Amazingly hard to get students to plug
numbers into the formulas in their textbooks. “It can't be that
simple!”
"Children in the Baltic state
will learn statistics based less on computation and doing math by
hand and more on framing and interpreting problems, and thinking
about validation and strategy. From the article: 'Jon McLoone is
Content Director for computerbasedmath.org, a project to redefine
school math education assuming the use of computers. The company
announced a deal Monday with the Estonian Education ministry to trial
a self-contained statistics program replacing the more traditional
curriculum. “We are re-thinking computer education with
the assumption that computers are the tools for computation.,”
said Mr. McLoone. “Schools are still focused on teaching hand
calculating. Computation used to be the bottleneck. The hard part
was solving the equations, so that was the skill you had to teach.

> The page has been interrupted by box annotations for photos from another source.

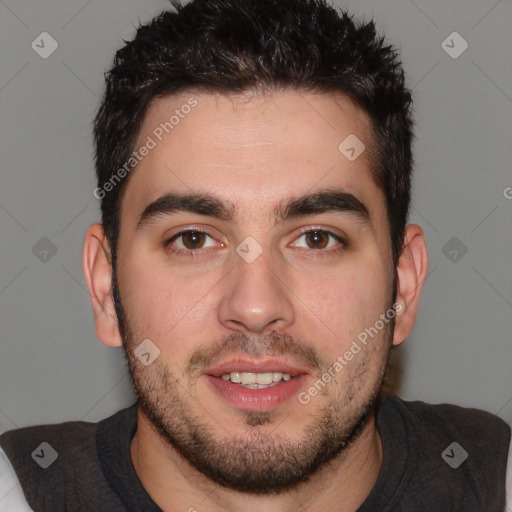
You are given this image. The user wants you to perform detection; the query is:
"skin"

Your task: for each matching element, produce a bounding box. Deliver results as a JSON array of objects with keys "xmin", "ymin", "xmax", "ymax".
[{"xmin": 83, "ymin": 90, "xmax": 428, "ymax": 512}]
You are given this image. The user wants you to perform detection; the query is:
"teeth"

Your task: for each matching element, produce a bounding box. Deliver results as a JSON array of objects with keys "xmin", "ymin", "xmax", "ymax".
[{"xmin": 221, "ymin": 372, "xmax": 291, "ymax": 387}]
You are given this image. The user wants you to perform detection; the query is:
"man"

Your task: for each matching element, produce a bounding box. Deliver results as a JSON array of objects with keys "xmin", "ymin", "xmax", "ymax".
[{"xmin": 1, "ymin": 0, "xmax": 511, "ymax": 512}]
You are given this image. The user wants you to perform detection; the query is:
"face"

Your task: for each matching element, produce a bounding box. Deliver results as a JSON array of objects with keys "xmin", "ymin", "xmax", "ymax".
[{"xmin": 116, "ymin": 91, "xmax": 394, "ymax": 494}]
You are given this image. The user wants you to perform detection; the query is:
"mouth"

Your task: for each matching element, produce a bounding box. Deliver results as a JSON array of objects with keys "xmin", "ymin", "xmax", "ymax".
[{"xmin": 201, "ymin": 358, "xmax": 311, "ymax": 411}]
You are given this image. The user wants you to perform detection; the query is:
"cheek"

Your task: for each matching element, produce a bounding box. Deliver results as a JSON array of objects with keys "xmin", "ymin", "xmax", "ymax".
[
  {"xmin": 298, "ymin": 264, "xmax": 390, "ymax": 346},
  {"xmin": 119, "ymin": 258, "xmax": 218, "ymax": 352}
]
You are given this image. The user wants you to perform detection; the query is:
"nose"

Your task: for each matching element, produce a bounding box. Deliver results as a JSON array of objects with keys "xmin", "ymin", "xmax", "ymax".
[{"xmin": 218, "ymin": 244, "xmax": 295, "ymax": 335}]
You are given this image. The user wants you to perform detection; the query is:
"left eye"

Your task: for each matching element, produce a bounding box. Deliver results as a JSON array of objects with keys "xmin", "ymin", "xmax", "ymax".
[{"xmin": 292, "ymin": 229, "xmax": 344, "ymax": 250}]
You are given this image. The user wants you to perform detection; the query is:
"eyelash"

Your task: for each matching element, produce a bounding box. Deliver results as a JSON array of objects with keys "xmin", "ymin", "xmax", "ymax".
[{"xmin": 164, "ymin": 228, "xmax": 348, "ymax": 258}]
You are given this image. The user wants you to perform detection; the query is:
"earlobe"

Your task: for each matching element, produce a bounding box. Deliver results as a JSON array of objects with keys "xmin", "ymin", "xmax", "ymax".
[
  {"xmin": 82, "ymin": 223, "xmax": 122, "ymax": 347},
  {"xmin": 393, "ymin": 224, "xmax": 428, "ymax": 345}
]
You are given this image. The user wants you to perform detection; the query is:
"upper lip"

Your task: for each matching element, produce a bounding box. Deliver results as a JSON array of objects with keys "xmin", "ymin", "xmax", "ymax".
[{"xmin": 202, "ymin": 357, "xmax": 310, "ymax": 377}]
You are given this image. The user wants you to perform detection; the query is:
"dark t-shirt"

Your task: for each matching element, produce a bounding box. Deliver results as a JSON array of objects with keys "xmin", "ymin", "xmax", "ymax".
[{"xmin": 0, "ymin": 396, "xmax": 510, "ymax": 512}]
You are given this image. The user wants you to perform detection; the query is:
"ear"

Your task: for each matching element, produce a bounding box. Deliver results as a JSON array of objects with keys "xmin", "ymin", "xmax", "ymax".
[
  {"xmin": 393, "ymin": 224, "xmax": 428, "ymax": 345},
  {"xmin": 82, "ymin": 223, "xmax": 122, "ymax": 347}
]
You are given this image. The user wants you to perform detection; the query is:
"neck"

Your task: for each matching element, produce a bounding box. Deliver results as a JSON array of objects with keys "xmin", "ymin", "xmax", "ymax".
[{"xmin": 130, "ymin": 407, "xmax": 382, "ymax": 512}]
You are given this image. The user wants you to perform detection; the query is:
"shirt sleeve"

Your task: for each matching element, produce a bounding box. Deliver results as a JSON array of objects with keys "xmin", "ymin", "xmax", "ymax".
[
  {"xmin": 505, "ymin": 438, "xmax": 512, "ymax": 512},
  {"xmin": 0, "ymin": 448, "xmax": 33, "ymax": 512}
]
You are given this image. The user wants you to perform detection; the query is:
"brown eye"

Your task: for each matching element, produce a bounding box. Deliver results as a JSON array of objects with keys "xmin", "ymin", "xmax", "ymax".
[
  {"xmin": 292, "ymin": 229, "xmax": 347, "ymax": 255},
  {"xmin": 305, "ymin": 231, "xmax": 329, "ymax": 249},
  {"xmin": 181, "ymin": 231, "xmax": 206, "ymax": 249}
]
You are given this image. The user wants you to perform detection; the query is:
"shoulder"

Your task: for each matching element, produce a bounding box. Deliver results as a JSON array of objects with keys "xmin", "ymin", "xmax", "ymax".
[
  {"xmin": 386, "ymin": 396, "xmax": 511, "ymax": 442},
  {"xmin": 0, "ymin": 448, "xmax": 32, "ymax": 512}
]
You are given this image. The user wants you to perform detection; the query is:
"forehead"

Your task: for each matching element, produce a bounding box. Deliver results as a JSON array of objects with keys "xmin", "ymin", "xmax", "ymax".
[{"xmin": 121, "ymin": 90, "xmax": 385, "ymax": 229}]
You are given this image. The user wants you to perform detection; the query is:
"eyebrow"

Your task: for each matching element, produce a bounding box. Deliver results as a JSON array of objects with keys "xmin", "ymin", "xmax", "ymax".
[{"xmin": 136, "ymin": 189, "xmax": 372, "ymax": 230}]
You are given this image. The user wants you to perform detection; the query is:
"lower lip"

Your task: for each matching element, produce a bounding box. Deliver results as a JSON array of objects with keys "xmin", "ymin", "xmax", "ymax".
[{"xmin": 204, "ymin": 375, "xmax": 307, "ymax": 411}]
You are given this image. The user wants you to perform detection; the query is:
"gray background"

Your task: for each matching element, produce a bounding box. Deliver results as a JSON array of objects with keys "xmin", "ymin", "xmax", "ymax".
[{"xmin": 0, "ymin": 0, "xmax": 512, "ymax": 432}]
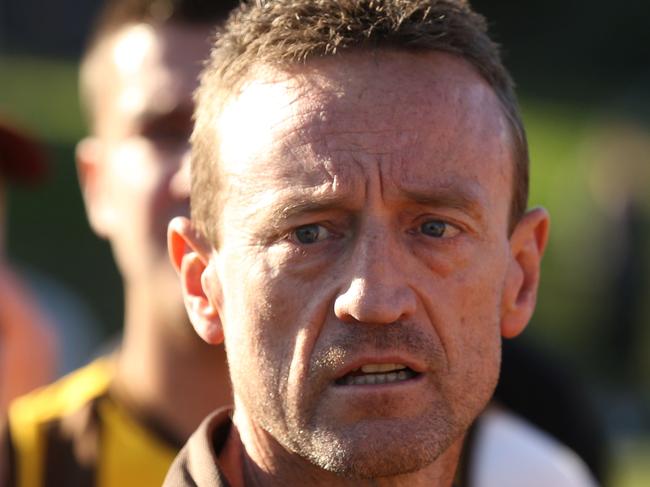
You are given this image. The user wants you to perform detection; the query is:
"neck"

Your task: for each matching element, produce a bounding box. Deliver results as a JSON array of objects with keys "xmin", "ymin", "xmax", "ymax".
[
  {"xmin": 115, "ymin": 285, "xmax": 232, "ymax": 442},
  {"xmin": 226, "ymin": 409, "xmax": 463, "ymax": 487}
]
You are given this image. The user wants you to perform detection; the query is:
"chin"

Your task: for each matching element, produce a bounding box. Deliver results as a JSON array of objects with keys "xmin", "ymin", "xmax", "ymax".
[{"xmin": 302, "ymin": 418, "xmax": 462, "ymax": 479}]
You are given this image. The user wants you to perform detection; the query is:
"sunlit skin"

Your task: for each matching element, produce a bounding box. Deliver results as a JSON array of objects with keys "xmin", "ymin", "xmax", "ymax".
[
  {"xmin": 170, "ymin": 50, "xmax": 548, "ymax": 486},
  {"xmin": 77, "ymin": 23, "xmax": 231, "ymax": 440}
]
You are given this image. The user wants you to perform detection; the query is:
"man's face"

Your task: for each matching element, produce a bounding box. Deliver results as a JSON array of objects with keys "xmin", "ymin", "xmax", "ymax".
[
  {"xmin": 80, "ymin": 23, "xmax": 209, "ymax": 311},
  {"xmin": 210, "ymin": 51, "xmax": 513, "ymax": 477}
]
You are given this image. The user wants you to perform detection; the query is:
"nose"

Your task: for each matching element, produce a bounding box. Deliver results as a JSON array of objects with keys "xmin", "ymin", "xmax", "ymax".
[
  {"xmin": 334, "ymin": 235, "xmax": 417, "ymax": 324},
  {"xmin": 169, "ymin": 149, "xmax": 191, "ymax": 200}
]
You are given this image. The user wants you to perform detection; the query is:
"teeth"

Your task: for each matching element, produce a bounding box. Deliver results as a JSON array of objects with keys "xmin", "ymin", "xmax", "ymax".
[
  {"xmin": 361, "ymin": 364, "xmax": 406, "ymax": 374},
  {"xmin": 342, "ymin": 370, "xmax": 415, "ymax": 386}
]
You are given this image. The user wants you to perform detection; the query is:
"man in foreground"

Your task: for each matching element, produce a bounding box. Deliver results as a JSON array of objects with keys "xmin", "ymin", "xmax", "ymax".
[
  {"xmin": 0, "ymin": 0, "xmax": 233, "ymax": 487},
  {"xmin": 166, "ymin": 0, "xmax": 548, "ymax": 486}
]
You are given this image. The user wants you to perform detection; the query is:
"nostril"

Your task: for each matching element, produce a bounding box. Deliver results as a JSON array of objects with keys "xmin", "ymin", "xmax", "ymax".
[{"xmin": 334, "ymin": 279, "xmax": 416, "ymax": 325}]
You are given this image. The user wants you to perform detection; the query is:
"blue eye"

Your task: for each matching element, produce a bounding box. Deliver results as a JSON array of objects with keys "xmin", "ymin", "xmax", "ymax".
[
  {"xmin": 420, "ymin": 220, "xmax": 448, "ymax": 238},
  {"xmin": 293, "ymin": 227, "xmax": 329, "ymax": 245}
]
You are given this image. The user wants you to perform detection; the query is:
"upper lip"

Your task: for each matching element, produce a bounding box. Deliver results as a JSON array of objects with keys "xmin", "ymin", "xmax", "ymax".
[{"xmin": 335, "ymin": 354, "xmax": 426, "ymax": 380}]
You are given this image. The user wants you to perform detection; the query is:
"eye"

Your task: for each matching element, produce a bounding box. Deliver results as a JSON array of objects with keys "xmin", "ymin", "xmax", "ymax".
[
  {"xmin": 292, "ymin": 223, "xmax": 330, "ymax": 245},
  {"xmin": 420, "ymin": 220, "xmax": 460, "ymax": 238}
]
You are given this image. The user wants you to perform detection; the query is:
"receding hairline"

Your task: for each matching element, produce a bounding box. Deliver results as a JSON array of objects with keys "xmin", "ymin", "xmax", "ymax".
[{"xmin": 195, "ymin": 45, "xmax": 525, "ymax": 231}]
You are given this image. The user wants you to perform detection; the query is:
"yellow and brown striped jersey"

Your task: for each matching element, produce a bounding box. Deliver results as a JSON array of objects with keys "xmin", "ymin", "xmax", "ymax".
[{"xmin": 0, "ymin": 358, "xmax": 179, "ymax": 487}]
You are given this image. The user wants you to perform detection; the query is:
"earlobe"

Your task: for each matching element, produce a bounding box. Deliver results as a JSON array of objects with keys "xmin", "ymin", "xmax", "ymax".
[
  {"xmin": 501, "ymin": 208, "xmax": 550, "ymax": 338},
  {"xmin": 167, "ymin": 217, "xmax": 223, "ymax": 345}
]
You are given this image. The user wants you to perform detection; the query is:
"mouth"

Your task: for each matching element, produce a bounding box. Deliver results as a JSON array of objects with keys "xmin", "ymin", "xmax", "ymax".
[{"xmin": 335, "ymin": 363, "xmax": 420, "ymax": 386}]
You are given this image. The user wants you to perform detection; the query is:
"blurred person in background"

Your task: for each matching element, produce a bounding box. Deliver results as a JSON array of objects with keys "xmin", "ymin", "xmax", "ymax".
[
  {"xmin": 0, "ymin": 0, "xmax": 238, "ymax": 487},
  {"xmin": 0, "ymin": 121, "xmax": 58, "ymax": 415}
]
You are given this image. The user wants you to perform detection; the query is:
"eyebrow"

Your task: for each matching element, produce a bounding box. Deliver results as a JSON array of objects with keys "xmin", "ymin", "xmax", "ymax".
[
  {"xmin": 260, "ymin": 185, "xmax": 484, "ymax": 228},
  {"xmin": 272, "ymin": 195, "xmax": 349, "ymax": 226},
  {"xmin": 401, "ymin": 184, "xmax": 485, "ymax": 219}
]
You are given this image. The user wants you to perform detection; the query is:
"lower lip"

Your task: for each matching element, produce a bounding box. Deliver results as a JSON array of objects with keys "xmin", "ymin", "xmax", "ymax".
[{"xmin": 334, "ymin": 373, "xmax": 423, "ymax": 391}]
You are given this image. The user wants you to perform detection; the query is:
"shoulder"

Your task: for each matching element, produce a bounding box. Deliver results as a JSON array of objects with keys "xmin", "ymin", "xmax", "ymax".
[
  {"xmin": 9, "ymin": 358, "xmax": 113, "ymax": 432},
  {"xmin": 163, "ymin": 408, "xmax": 232, "ymax": 487},
  {"xmin": 470, "ymin": 407, "xmax": 597, "ymax": 487},
  {"xmin": 2, "ymin": 358, "xmax": 113, "ymax": 485}
]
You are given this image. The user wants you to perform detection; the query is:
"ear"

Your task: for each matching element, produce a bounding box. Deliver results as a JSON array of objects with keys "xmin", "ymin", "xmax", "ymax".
[
  {"xmin": 76, "ymin": 137, "xmax": 112, "ymax": 238},
  {"xmin": 501, "ymin": 208, "xmax": 550, "ymax": 338},
  {"xmin": 167, "ymin": 217, "xmax": 223, "ymax": 345}
]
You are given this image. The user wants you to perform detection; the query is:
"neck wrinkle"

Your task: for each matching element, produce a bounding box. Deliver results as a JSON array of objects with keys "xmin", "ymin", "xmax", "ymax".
[{"xmin": 229, "ymin": 408, "xmax": 463, "ymax": 487}]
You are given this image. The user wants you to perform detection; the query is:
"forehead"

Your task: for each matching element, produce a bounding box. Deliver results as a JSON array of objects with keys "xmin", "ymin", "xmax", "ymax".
[
  {"xmin": 95, "ymin": 23, "xmax": 210, "ymax": 133},
  {"xmin": 214, "ymin": 51, "xmax": 513, "ymax": 221}
]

These days that is the bit that computers can do. What
computers can’t do is set up the problem,
interpret the problem, think about validation and strategy. That is
what we should be teaching and spending less time teaching children
to be poor computers rather than good mathematicians.”'"
(Related)
"The January edition of
Science, Technology & Human Values published an article titled,
Technological Change and Professional Control in the
Professoriate, that details interviews with 42 faculty
members at three research-intensive universities. The research
concludes that faculty
have little interest in the latest IT solutions. 'I went to [a
course management software workshop] and came away with the idea that
the greatest thing you could do with that is put your syllabus on the
Web and that's an awful lot of technology to hand the students a
piece of paper at the start of the semester and say keep track of
it,' said one. 'What are the gains for
students by bringing IT into the class? There
isn't any. You could teach all of chemistry with a whiteboard. I
really don't think you need IT or anything beyond a pencil and a
paper,' said another."
Another research resource?
FindPDF is a free to use website that
gives you access to many publicly available PDF files. You simply
enter the name of the document that you are looking for. If you do
not have the exact name, then you can type in a few words and a
keywords search is executed. Results are shown and you can click on
them to view the documents online. Original documents can be
downloaded as well from the website.